18ème dimanche du temps ordinaire – Transfiguration

Homélie du 18ème dimanche du temps ordinaire – Année A – 6 août 2017

Fête de la Transfiguration

Lectures : Dn 7,9-10.13-14 Ps 96 2 P 1,16-19 Mt 7,1-9

                    Ce matin j’aimerais explorer le lien entre la transfiguration et notre célébration.

                    La prédication et le ministère de guérison de Jésus était en pleine expansion. Cependant une question hantait ses amis et ses ennemis : qui était-il et quel était son but, son objectif ? C’est au cœur de cette spéculation que nous devons situer la déclaration de Pierre lorsqu’il affirme que «Jésus est le Christ, le Messie, le Fils du Dieu vivant ». Après avoir confirmé son identité et clarifié ce que cela implique, au lieu de monter à Jérusalem, Jésus fait une halte. A la fin celle-ci, il gravit le sommet d’une haute montagne avec trois de ses disciples. Une consultation étrange s’y déroule. Ensuite les quatre redescendent et Jésus donne la consigne à ses compagnons de ne révéler à personne ce qu’ils ont vu.

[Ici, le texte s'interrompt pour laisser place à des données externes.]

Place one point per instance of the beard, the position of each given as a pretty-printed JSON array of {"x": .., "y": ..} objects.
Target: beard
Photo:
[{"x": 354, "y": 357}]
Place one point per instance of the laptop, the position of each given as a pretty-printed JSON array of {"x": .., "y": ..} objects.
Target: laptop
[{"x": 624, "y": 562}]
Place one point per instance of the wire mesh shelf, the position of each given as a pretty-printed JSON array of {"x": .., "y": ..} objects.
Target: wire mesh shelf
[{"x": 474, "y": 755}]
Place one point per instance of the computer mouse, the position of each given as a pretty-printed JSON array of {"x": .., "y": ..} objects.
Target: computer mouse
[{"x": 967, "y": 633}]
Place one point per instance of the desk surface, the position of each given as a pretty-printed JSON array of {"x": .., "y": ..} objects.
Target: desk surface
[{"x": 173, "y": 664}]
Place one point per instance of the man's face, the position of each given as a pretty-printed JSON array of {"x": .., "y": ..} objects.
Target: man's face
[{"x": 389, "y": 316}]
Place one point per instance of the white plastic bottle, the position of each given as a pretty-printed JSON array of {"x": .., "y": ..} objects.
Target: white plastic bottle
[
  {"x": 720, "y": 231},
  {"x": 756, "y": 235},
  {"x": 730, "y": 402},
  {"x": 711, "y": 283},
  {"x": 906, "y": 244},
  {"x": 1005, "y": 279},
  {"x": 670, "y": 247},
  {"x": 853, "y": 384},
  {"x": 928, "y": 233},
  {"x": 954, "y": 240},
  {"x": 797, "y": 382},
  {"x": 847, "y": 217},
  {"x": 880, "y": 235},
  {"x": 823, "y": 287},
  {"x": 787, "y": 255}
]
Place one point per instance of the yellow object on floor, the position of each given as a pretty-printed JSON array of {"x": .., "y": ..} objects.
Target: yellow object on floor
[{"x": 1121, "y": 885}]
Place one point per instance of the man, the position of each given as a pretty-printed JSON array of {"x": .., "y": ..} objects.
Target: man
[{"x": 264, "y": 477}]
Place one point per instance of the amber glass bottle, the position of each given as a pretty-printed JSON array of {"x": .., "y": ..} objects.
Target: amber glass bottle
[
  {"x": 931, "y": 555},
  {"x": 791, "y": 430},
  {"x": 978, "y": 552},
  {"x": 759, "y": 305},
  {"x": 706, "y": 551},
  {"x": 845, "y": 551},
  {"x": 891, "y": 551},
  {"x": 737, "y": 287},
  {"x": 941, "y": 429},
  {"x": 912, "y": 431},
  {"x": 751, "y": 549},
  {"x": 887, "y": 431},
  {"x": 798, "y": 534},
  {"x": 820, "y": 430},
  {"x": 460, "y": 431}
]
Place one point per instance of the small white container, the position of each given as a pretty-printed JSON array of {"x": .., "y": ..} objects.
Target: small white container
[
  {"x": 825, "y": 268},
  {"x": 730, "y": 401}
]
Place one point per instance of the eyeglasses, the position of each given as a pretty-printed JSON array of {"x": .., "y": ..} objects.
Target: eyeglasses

                    Jésus et ses disciples ont ensuite continué leurs ministères, mais il n’était pas évident de comprendre pourquoi ils se sont imposés une halte, afin d’être disponibles et d’aller sur la montagne. Après avoir confirmé la véracité de l’opinion de Pierre sur sa personne, Jésus explique aux disciples les difficultés auxquelles le Messie sera confronté. Il va être rejeté par les chefs religieux, exécuté et, après sa mise à mort, il va ressusciter. Ceci ne comblait ni l’attente du peuple d’Israël ni celle des disciples qui attendaient un messie libérateur.

                   Pour n’avoir pas compris le sens de la mission de Jésus, Pierre et les autres vont se retrouver en pleine tourmente, car ils étaient disciples de quelqu’un considéré comme hors la loi. Ils étaient confus et effrayés, car si pour Jésus il était clair qu’il devait assumer les prophéties liées au messie et au serviteur souffrant cela n’allait pas de soi pour ses disciples.

                   Avec la transfiguration, ce qui semblait caché devint perceptible aux disciples, à savoir : Jésus était l’accomplissement de la loi de l’Ancien Testament et des prophètes, Jésus était l’image de Dieu et la lumière du monde pleine de splendeur et de vérité. Pour cela il fallait l’écouter, lui obéir et le suivre. C’est à cela que nous convie la transfiguration qui ne livrât son sens plénier qu’après la résurrection. Il me semble que c’est la raison pour laquelle Jésus recommanda aux disciples de garder le silence.

Quelle fût la réponse des disciples ?

                   Par une sorte d’émerveillement mêlée de peur, face à la densité du mystère, Pierre propose de construire des tentes sur la montagne. «Une pour Jésus, une pour Moïse et une pour Elie»… «car il est bon que nous soyons ici !» dit-il. Mais alors qu’ils étaient prostrés «saisis d’une grande crainte» Jésus vient à leur secours, il les rassure et les invite à continuer, avec lui, leur route.

                    Quelques fois notre vie peut sembler être une aventure analogue à celle des disciples où tout peut basculer brusquement et nous faire prendre conscience de sa fragilité. C’est à ce moment-là que nous avons besoin de gravir le sommet de la haute montagne en compagnie de Jésus. C’est là que nous pouvons percevoir la réalité de l’amour inconditionnel de Dieu. C’est là que nous pouvons faire l’expérience de sa proximité, de son « être avec nous » qui nous libère de nos peurs, nous relève et nous prépare à redescendre de la montagne, pleins d’énergie positive et d’amour à transmettre et à partager aux autres.

                   Être témoin ou vivre cette expérience de la haute montagne peut créer en nous la tentation d’y demeurer pour toujours, à l’image de ceux et celles qui s’abandonnent par une prière de contemplation, à la divine providence ou qui découvrent au cours d’une célébration  cette irruption de Dieu dans leur vie.

                  En effet il est possible de vivre sa vie de foi comme une abeille butinant d’une fleur à une autre en quête de nectar, de préférer le rite classique, la messe en latin aux possibilités qu’ouvre la réforme liturgique de Vatican II, de se sentir à l’étroit dans une église plutôt que dans une autre, de participer et de « collectionner » toutes sortes de conférences spirituelles ou d’exercices de piété, en quête constante de cette expérience de haute montagne. De cet enivrement des cimes !

                    Jésus cependant nous invite à redescendre de la montagne, à assumer les réalités de nos existences terrestres afin d’être le reflet de sa gloire et de son amour, même dans les moments les plus sombres de nos vies.